Offshore industry requirements have led to the development and construction of various special purpose marine structures capable of continuous operation in the offshore environment for extended periods of time. For example, one such structure that is commonly employed is a fixed, self-contained drilling and production platform erected on piles driven into the sea floor. A drilling workover or service rig, auxiliary equipment, and crew quarters are mounted on the platform. A commonly used variation of this type of structure is a smaller platform similarly erected on piles and having a drilling, workover, or servicing rig located thereon. The auxiliary equipment and crew quarters are located on a separate tender barge tied alongside.
Mobile tender vessels are required to erect a rig in the offshore environment, to dismantle the rig in the case of discontinued drilling, and to carry out workover or servicing. Conventional tender vessels take the form of barges on which are mounted heavy duty derricks or cranes. The cranes are used to lift, transfer, and set into place the parts forming the rigs. A tender barge typically has space on board to transport the rig parts, and the barge-mounted crane is used to lift and set the rig parts onto the platform.
Conventional tender barges employed for erecting, dismantling, and servicing oil and gas drilling and production platforms are single hull surface floating vessels that are either towed or self propelled to and anchored at the platform site. This type of tender vessel has the major disadvantage of being highly restricted in terms of the sea conditions in which it can be used for rig erecting and dismantling and servicing operations. In sea states with even moderately high wave heights, the tender vessels have a high level of motion in heave, pitch, and roll and a tendency toward abrupt correcting motions when the vessel is subjected to roll or pitch excitations. For example, surface floating tender barges currently employed for offshore operations generally are restricted to operation in sea states having wave heights of no more than five to six feet. The wave action against the vessel caused by sea states having wave heights in excess of these limits normally causes vessel motion at a level sufficiently high to create a risk of structural or wire failures in the vessel's crane. This risk precludes crane operations. Thus, operations utilizing conventional barges are normally halted when high sea state conditions are encountered and are resumed only when the sea state subsides to within the limits.

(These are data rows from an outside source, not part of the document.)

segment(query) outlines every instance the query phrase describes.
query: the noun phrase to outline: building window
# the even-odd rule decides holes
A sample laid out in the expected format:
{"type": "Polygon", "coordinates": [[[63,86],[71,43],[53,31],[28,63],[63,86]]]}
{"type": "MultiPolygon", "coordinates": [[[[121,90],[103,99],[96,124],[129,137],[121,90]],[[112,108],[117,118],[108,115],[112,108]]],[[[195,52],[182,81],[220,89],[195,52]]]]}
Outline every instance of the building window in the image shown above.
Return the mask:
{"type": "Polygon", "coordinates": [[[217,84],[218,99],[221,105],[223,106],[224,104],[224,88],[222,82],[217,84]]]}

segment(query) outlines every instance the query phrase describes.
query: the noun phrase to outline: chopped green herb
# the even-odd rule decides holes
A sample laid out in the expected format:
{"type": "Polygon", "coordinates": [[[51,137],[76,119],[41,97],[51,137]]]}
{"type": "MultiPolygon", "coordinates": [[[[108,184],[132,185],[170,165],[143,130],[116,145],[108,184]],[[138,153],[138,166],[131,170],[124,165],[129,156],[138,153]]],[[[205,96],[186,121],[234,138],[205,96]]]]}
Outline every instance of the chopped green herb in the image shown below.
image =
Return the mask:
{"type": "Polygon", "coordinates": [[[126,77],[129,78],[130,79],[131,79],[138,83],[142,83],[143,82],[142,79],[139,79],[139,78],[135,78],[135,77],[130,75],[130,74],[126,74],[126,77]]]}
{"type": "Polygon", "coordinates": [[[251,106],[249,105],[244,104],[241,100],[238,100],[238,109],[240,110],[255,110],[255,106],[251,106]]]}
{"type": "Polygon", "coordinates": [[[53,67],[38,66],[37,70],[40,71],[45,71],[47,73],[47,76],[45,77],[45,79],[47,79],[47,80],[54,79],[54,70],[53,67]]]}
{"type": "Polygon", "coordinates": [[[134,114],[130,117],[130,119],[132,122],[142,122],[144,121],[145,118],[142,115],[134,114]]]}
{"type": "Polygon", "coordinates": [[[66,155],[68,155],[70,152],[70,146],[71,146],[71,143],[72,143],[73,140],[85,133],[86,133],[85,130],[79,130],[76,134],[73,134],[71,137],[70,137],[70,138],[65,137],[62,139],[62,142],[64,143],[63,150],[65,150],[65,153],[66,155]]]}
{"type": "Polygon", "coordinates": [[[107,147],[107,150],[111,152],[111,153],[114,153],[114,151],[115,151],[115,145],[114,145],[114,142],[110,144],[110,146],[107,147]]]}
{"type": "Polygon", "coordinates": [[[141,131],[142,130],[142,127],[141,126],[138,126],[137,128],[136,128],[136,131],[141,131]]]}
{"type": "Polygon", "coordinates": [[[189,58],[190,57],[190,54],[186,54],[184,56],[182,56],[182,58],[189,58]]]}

The above-discussed shortcomings of conventional tender barges have been recognized in the industry for a number of years. There have been proposals for overcoming the shortcomings by providing a semisubmersible vessel having a working platform supported on columns extending upwardly from a pair of hulls that may be ballasted to submerge the hulls. U.S. Pat. No. 3,835,800, granted Sep. 17, 1974, to S. H. Lloyd III et al., discloses a semisubmersible derrick barge in which a heavy duty derrick or crane is mounted at one end of the barge on the longitudinal centerline of the barge. The disclosed barge is also the subject of U.S. Pat. No. 4,165,702, granted Aug. 28, 1979, to the same inventors. Other proposals for semisubmersible vessels are found in U.S. Pat. No. 3,894,503, granted Jul. 15, 1975, to A. C. McClure; U.S. Pat. No. 4,207,828, granted Jun. 17, 1980, to A. Horowitz et al; U.S. Pat. No. 4,231,313, granted Nov. 4, 1980, to P. S. Heerema et al.; U.S. Pat. No. 4,232,625, granted Nov. 11, 1980, to Y. Goren et al.; and U.S. Pat. No. 4,281,615 and U.S. Pat. No. 4,471,708, granted Aug. 4, 1981, and Sep. 18, 1984, respectively, to J. H. Wilson et al. Each of these patents discloses a tender barge, except the Goren et al. patent, which discloses a semisubmerged drilling vessel. Also of interest is U.S. Pat. No. 3,685,305, granted Aug. 22, 1972, to S. H. Lloyd III, which discloses a pipeline laying barge.